Qin’s critical independence is also evident in his remarks about  Confucianism and ‘cultural determinism.’  In his 2004 book Ten Expositions on Tradition 传统十论 he argued against the notion that China is a Confucian country. He stated that while most dynastic rulers paid lip service to Confucian ideals, they were actually ruthless Legalists who ruled through fear and coercion . Qin coined the expression ‘Confucianism on the outside and Legalism on the inside’ 儒表法里 to sum up his view of pre-modern China; the phrase soon gained traction in intellectual circles (see 秦晖:中国文化最大的问题是儒表法里, Sina Finance). Qin has been highly critical of those whom he calls ‘cultural determinists,’  academics whom he regards as pro-Party thinkers working to justify the status quo of one-party rule. In the article, ‘My View of History‘ (我的历史观, 13 October 2006), Qin argued that everyone has responsibility for shaping contemporary society and the nation’s future. He has consistently opposed the view that China’s democratisation must be gradual and introduced by the party-state.

Qin is also known for criticizing the ‘China Model’, a term widely used since the late 2000s, based on the idea that China’s economic success is the result of one-party rule. He describes the model as ‘low welfare and lack of freedom paired with economic globalisation’.  Against nationalistic academics like Zhang Weiwei who promote the China Model as worthy of emulation by underdeveloped countries, Qin argues that, although many countries praise China’s ‘economic miracle’, they have no intention of following the China Model. This is because their more democratic systems won’t allow them to bring their human rights down to China’s level.  With tongue-in-cheek, Qin grants that China’s lack of democracy has given it a ‘low human rights advantage’. He has also poked fun at the idea of China as a ‘great power’ 大国 (see his web interview with SouthCN), noting that it would not endear people to China since ‘great powers’  have historically been repressive military regimes. This kind of wry humour is a feature of Qin’s oeuvre. Other noteworthy observations from Qin include his description of China’s economy under Mao as an ‘command economy’ as opposed to a Soviet-style ‘planned economy’ and  his reference to the corruption-ridden post-Maoist economic system as a process of  ‘dividing the big family assets’.
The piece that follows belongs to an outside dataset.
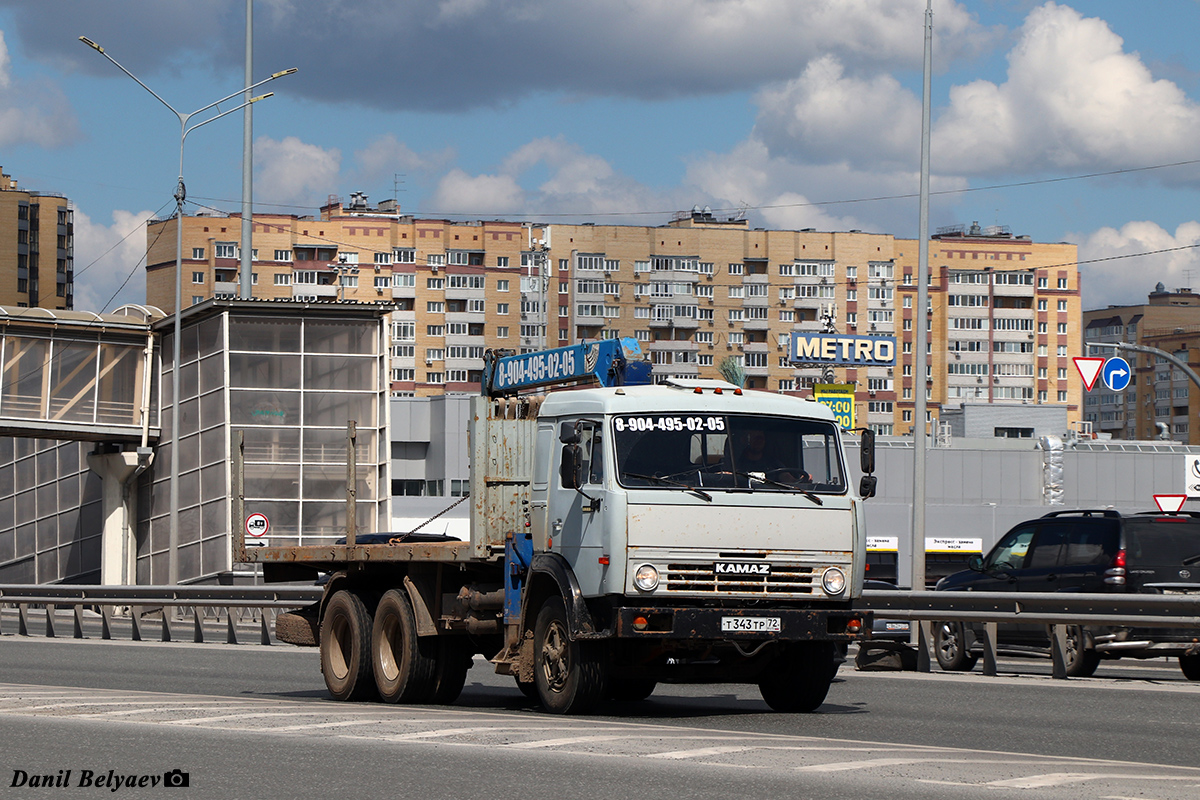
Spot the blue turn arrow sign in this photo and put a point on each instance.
(1116, 373)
Qin’s refusal to pick a side in the often vitriolic debates between intellectual factions in China baffles mainland readers who are accustomed to seeing  ‘rightists’ and ‘leftists’. (On strategic uses of  ‘right’ and ‘left’ by both the party-state and intellectual combatants,  see Geremie R. Barmé on ‘Totalitarian Nostalgia‘ and ‘New China Newspeak‘). Qin argues that the very particular ways in which the terms ‘right’ and ‘left’ are used in China makes them practically incoherent. According to Qin, whereas debates between the right and the left in the West reflect political differences on questions of liberty and welfare, in China, the government ‘imposes taxes like a left-wing government while displaying the stinginess of a right-wing government toward the people’. The result, as he puts it in a 2004 article for the Southern Metropolis Daily, is that the world’s richest government ‘uses the left as an excuse to rob, and the right as a pretext to divide the spoils [among the rich and powerful]’. In the same article, he notes that the system in China has ensured that migrant workers remain underpaid and enjoy few or no social benefits in the cities where they live, cities that need their labour yet refuse to grant them residential permits. Qin quips that slums in China should accordingly be upheld as a legal right. Political scientist and consultant David Kelly has written on and translated Qin Hui’s work (see, for example, his ‘Guest Editor’s Introduction’, in The Mystery of the Chinese Economy, special issue of The Chinese Economy, vol.38, no.4 (July–August 2005): 3–12).